Mask datasets. Keys have to be numpy.ma conversion operations (see https://docs.scipy.org/doc/numpy/reference/routines.ma.html) and values all the keyword arguments of them.

n_jobs: int (default: 1)

Maximum number of jobs spawned by this diagnostic script. Use -1 to use all processors. More details are given here.

normalize_by_mean: bool, optional (default: False)

Remove total mean of the dataset in the last step (resulting mean will be 0.0). Calculates weighted mean if area_weighted, time_weighted or landsea_fraction_weighted are set and the cube contains the corresponding coordinates. Does not apply to error datasets.

normalize_by_std: bool, optional (default: False)

Scale total standard deviation of the dataset in the last step (resulting standard deviation will be 1.0).

output_attributes: dict, optional

Write additional attributes to netcdf files, e.g. 'tag'.

pattern: str, optional

Pattern matched against ancestor file names.

ref_calculation: str, optional

Perform calculations involving reference dataset. Must be one of merge (simply merge two datasets by adding the data of the reference dataset as iris.coords.AuxCoord to the original dataset), add (add reference dataset), divide (divide by reference dataset), multiply (multiply with reference dataset), subtract (subtract reference dataset) or trend (use reference dataset as x axis for calculation of linear trend along a specified axis, see ref_kwargs).

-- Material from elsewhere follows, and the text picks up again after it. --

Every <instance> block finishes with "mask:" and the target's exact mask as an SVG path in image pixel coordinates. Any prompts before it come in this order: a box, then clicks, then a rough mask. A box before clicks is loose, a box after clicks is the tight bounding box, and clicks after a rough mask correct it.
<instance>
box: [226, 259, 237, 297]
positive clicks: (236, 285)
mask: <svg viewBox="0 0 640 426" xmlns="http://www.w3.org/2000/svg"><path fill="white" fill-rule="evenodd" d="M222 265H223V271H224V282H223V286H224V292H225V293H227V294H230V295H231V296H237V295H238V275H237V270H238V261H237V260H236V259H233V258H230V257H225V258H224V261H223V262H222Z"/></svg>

ref_kwargs: dict, optional

Keyword arguments for calculations involving reference datasets. Allowed keyword arguments are:

matched_by (list of str, default: []): Use a given set of attributes to match datasets with their corresponding reference datasets (specified by ref = True).
collapse_over (str, default: 'time'): Coordinate which is collapsed. Only relevant when ref_calculation is set to trend.

return_trend_stderr: bool, optional (default: True)

Return standard error of slope in case of trend calculations (as var_type prediction_input_error).

scalar_operations: dict, optional

Operations involving scalars. Allowed keys are add, divide, multiply or subtract. The corresponding values (float or int) are scalars that are used with the operations.

time_weighted: bool, optional (default: True)

Use weighted aggregation when collapsing over time dimension using collapse. Weights are estimated using time bounds.

unify_coords_to: dict, optional

If given, replace coordinates of all datasets with that of a reference cube (if necessary and possible, broadcast beforehand). The reference dataset is determined by keyword arguments given to this option (keyword arguments must point to exactly one dataset).